Phil: Test power to the points. Power to the coil but not the points indicates a faulty wire from the coil to the points or a bad coil. If you have power to the points: Take a piece of paper and turn the engine until the points are closed. Push the points open enough to get the paper between them, let the point close and then pull the paper out. This will clean the "invisible dirt" that may cause the points to malfunction. Check spark at the coil wire. Spark there but not to the plug wires indicates either bad car, rotor or wire. That's providing that everything was installed correctly to start with. I've seen more than one guy forget to install the rotor button.

Rick
 
(quoted from post at 22:21:54 12/05/16) Richard: Like the others have said. If the cable are getting hot there is too much resistance someplace.

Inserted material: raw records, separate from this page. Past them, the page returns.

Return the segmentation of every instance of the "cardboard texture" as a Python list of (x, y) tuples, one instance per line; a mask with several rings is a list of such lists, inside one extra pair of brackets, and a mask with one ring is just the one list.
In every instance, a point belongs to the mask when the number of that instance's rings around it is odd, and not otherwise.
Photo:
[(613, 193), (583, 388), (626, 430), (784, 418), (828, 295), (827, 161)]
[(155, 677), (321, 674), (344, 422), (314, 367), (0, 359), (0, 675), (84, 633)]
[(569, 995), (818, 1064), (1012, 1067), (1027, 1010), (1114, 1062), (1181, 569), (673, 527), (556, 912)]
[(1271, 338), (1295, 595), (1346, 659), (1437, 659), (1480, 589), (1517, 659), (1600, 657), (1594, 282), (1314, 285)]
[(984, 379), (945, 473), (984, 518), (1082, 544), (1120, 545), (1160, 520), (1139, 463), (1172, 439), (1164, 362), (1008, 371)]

If when sitting in the seat, clutch depressed the starter is turning slow the cables may be defective (wouldn't be the first time that happened), Starter going bad or simply bad connections. The bad connection problem is easy and cheap to fix. Clean and tighten them. Cables slightly more expensive. Even the starter isn't terrible expensive.

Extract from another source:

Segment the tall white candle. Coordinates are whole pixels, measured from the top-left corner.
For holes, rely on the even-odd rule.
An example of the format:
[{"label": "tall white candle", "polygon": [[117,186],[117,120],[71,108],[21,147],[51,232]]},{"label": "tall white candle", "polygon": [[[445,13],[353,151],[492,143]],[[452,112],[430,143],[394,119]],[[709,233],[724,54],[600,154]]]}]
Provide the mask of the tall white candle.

Phil: Test power to the points. Power to the coil but not the points indicates a faulty wire from the coil to the points or a bad coil. If you have power to the points: Take a piece of paper and turn the engine until the points are closed. Push the points open enough to get the paper between them, let the point close and then pull the paper out. This will clean the "invisible dirt" that may cause the points to malfunction. Check spark at the coil wire. Spark there but not to the plug wires indicates either bad car, rotor or wire. That's providing that everything was installed correctly to start with. I've seen more than one guy forget to install the rotor button.

Rick

You let me down I knew for sure you were going to tell'em to do a starter current draw test... :cry:

I understand its EZ to fall for the most likely patterned answer...
If you hang out here it will trip you every now and again you will dumb yourself down if you are not careful...

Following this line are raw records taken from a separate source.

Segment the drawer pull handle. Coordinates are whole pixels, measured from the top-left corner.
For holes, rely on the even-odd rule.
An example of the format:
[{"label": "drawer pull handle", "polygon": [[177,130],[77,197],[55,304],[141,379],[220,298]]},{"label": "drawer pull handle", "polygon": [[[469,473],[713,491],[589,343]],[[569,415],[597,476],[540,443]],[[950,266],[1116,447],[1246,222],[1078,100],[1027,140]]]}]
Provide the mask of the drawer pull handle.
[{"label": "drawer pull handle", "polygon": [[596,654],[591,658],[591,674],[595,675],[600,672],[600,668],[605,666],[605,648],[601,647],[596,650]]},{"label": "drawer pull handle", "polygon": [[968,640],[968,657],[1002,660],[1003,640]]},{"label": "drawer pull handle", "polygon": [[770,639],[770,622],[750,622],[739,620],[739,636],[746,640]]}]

You are far far away you can not put your hands on it the poster is your hands and eyes what info would you like to ask the poster
before you make a educated response...
 
And you let us down by trying to carry on in your childish manner by bring another conversation over here. I mean shouldn't you be trying to help this guy? Or are you now going to out for me now because I dared to disagree with you?

For the OP, sorry that Hobo decided to ignore your problems and try to target me on your thread.

Got anything figured out yet?

Rick
 
Quick tests:

If you jump bat to starter bypassing relay ( in neutral ) any difference?

Any difference with booster cables hooked up from your truck?

Lastly, 2 volt tests:
hookup a voltmeter, put one lead into wire at starter transfer bar, and one at bat hot. Try to start, what does vm say.

Next, vm across bat, what's it go down to when cranking.